| 要旨トップ | 本企画の概要 | | 日本生態学会第67回全国大会 (2020年3月、名古屋) 講演要旨 ESJ67 Abstract |
シンポジウム S29-3 (Presentation in Symposium)
博物館の収蔵標本のうち、動物の標本のほとんどは乾燥標本またはホルマリンやエタノール中での液浸標本として保管されている。これら収蔵標本の大部分はDNA解析を行う前提ではない研究や調査などで収集・保管されたものであり、近年までは動物の収蔵標本をDNA解析の対象にした例は多くない。いくつかの先行研究では数百bpのDNA解析が行われていたが、一般に数十年前の博物館収蔵標本ではDNA解析は難しいとされてきた。さらに、これまでの多くの研究ではDNAの劣化の指標としてPCRが使われていたため、実際の標本DNAの状態はあまり良くわかっていなかった。そこで様々な標本DNAから複数の方法を用いてDNAを抽出し、標本DNAの状態を明らかにするとともに標本DNAの有効性の評価を試みた。まず電気泳動によって様々な年代の標本のDNAの状態を計測したところ、年代が経つにつれDNA断片長が短くなりDNA量も大きく減少していることが明らかになった。
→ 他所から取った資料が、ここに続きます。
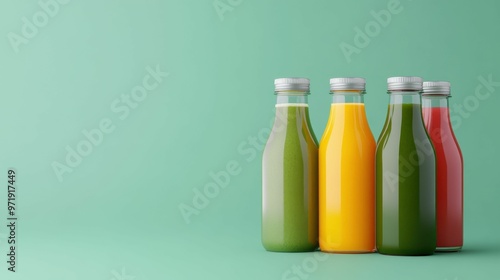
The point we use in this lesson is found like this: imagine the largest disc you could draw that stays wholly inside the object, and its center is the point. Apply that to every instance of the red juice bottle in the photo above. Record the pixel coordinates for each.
(449, 163)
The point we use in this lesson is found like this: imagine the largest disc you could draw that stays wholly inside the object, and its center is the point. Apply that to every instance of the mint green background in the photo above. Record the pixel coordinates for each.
(119, 207)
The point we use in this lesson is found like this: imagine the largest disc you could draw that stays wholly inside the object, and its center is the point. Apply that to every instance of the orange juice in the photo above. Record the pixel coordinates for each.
(347, 177)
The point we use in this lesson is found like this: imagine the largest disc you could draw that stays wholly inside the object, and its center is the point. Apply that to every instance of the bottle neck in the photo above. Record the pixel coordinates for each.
(405, 97)
(284, 99)
(348, 96)
(435, 101)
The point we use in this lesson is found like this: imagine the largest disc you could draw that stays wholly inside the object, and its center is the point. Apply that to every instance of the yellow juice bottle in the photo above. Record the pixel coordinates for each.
(347, 173)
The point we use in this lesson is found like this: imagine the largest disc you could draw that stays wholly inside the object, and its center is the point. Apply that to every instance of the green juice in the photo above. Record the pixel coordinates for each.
(406, 184)
(290, 182)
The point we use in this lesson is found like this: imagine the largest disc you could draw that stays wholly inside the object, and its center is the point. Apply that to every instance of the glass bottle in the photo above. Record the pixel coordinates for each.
(290, 173)
(449, 166)
(406, 175)
(347, 173)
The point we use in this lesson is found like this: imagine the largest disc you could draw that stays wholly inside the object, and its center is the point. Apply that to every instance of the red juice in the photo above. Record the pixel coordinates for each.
(449, 164)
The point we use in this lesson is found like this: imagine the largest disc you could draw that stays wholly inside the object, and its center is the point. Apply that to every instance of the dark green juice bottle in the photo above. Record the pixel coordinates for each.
(290, 173)
(406, 175)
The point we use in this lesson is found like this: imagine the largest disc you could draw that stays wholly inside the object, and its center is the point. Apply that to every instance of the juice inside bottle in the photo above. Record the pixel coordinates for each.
(406, 175)
(290, 178)
(347, 176)
(449, 166)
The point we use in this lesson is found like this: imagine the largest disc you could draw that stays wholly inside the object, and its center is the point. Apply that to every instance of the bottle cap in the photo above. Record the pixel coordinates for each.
(347, 84)
(436, 88)
(404, 83)
(291, 84)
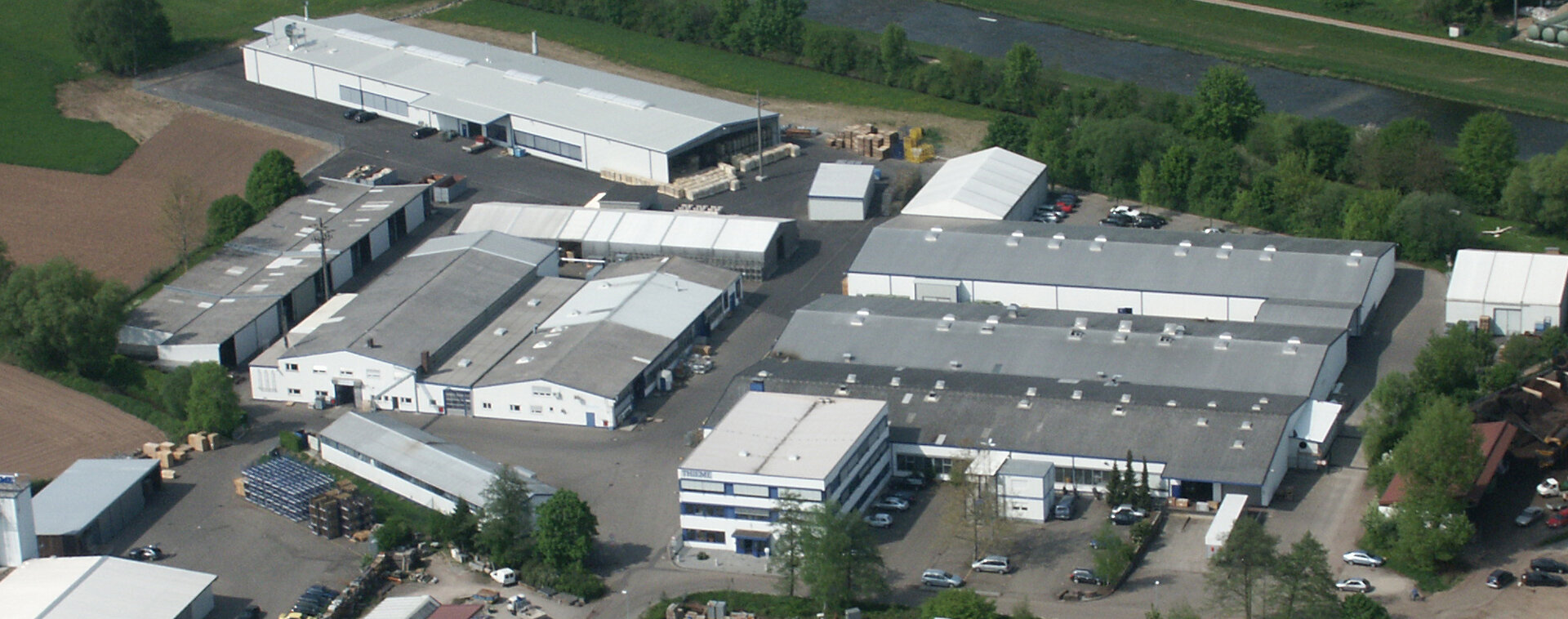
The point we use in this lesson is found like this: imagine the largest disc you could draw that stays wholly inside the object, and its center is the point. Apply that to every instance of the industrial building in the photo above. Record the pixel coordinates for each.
(748, 245)
(1198, 444)
(412, 463)
(532, 105)
(1067, 345)
(1160, 273)
(1513, 292)
(88, 503)
(240, 300)
(104, 586)
(18, 540)
(775, 445)
(841, 192)
(993, 184)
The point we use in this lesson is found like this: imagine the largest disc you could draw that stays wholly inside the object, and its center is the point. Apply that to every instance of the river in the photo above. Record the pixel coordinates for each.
(1169, 69)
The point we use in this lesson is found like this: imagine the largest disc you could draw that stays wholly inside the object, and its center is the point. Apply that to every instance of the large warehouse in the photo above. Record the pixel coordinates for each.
(748, 245)
(104, 586)
(1078, 269)
(533, 105)
(87, 505)
(412, 463)
(240, 300)
(993, 184)
(1515, 292)
(1067, 345)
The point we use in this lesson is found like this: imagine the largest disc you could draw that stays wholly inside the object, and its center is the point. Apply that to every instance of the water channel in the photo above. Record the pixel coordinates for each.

また、様々な温度で昆虫の乾燥標本を保管したところ、高温下では急速にDNAの断片化が進むことが明らかになった。ホルマリン固定エタノール液浸標本ではクロスリンクを除去する処理方法によってDNAの収量に大きな差が出ることが明らかになった。一方で、超並列型のシーケンサーの普及によって世界的に標本DNAの解析は大きく進展しており、近年では様々な生物で標本DNAの解析が行われている。そこで様々な標本DNAをもとにライブラリを作成しミトコンドリアゲノムの解読を試みた。その結果、古い標本では見かけ上DNAが取れていてもカビや常在菌などのコンタミの比率が非常に大きい場合があった。本講演ではこれらについて紹介するとともに、標本DNAの解析で得られた系統解析の結果についても紹介し標本DNAの有効性と問題点について考察する。